In later years, as cars were invented and oil refined to fuel them, great glass bulbs were blown and suspended in the air in places called filling stations. The graduated glass bulbs were required to prove that the correct amount of gasoline paid for was actually being pumped into a car owner’s tank. Just as the wooden ‘currency’ of old had been invented to physically prove trust so the gravity feed gasoline bulbs demonstrated or proved trust at all the stations of the world. The glass bulbs of proof gave way to advancing technology wherein bonded experts with meters could be brought in to check the pumps continually and continuously.
Slowly, as technology advanced, trust procedures became less physical and more distantly dependent upon the words of other people through more physically remote video and photographic means. The process of this transfer seemed ever more immutably accurate, hugely timesaving, and so much easier than the physical ‘right in your face’ proofs of earlier eras. Humans of our modern highly civilized and high technology era are being conditioned to accept ever more ephemeral proofs for the existence, value, and truth of nearly everything and these ‘proofs’ being provided are inaccurate through ignorance, deliberation, or both. This essay makes no attempt to evaluate every area that is experiencing this loss of trust, as there are simply too many. Herein I am attempting to point out the general result of accepting falsity as truth, worthlessness as value, script as real conversation. The effect of such acceptance is a deep and darkening loss across America and across most developed parts of the world. This loss has been exponentially increased because of the purchase of media outlets by wealthy individuals and large powerful corporations. These people and entities are perpetrating disinformation and outright lies to further their survival strategies without any real understanding or care that their eventual success cannot stand if the cultures supporting them fail.

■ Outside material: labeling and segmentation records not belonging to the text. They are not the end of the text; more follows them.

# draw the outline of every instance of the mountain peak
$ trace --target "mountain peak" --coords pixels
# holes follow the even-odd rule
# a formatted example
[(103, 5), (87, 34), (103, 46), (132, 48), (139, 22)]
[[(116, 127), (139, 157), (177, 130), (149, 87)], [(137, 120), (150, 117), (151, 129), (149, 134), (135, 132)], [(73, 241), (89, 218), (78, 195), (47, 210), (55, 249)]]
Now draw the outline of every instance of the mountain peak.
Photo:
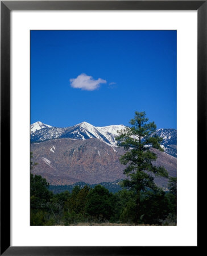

America did not back down from space exploration because of a lack of funding capability or there would have been no money for Iraq and Afghanistan. Kennedy was not killed by a lone assassin (either one) and there remain no weapons of mass destruction in Iraq (and there never were). Many of these outright lies are still perpetrated as the truth, even though data proving the contrary is everywhere. Tesla invented the radio, radar, radio control and the electricity we use today, not Edison, Westinghouse, or Marconi. By not being able to know or understand the truth today’s cultures remain mired in social and technological doldrums controlled by political creatures that have no care about the future of anyone other than themselves. We exist as nations of the present, occupying a mythical world lost in deliberately displaced trust, unable to move forward because our only visible knowable future is today.
Social trust, just as the foundations of science, must be based upon hard-edged, tough, and even painful reality or the current ‘spinning to march in place’ will continue until the past slowly and inexorably becomes the future in every conceivable way.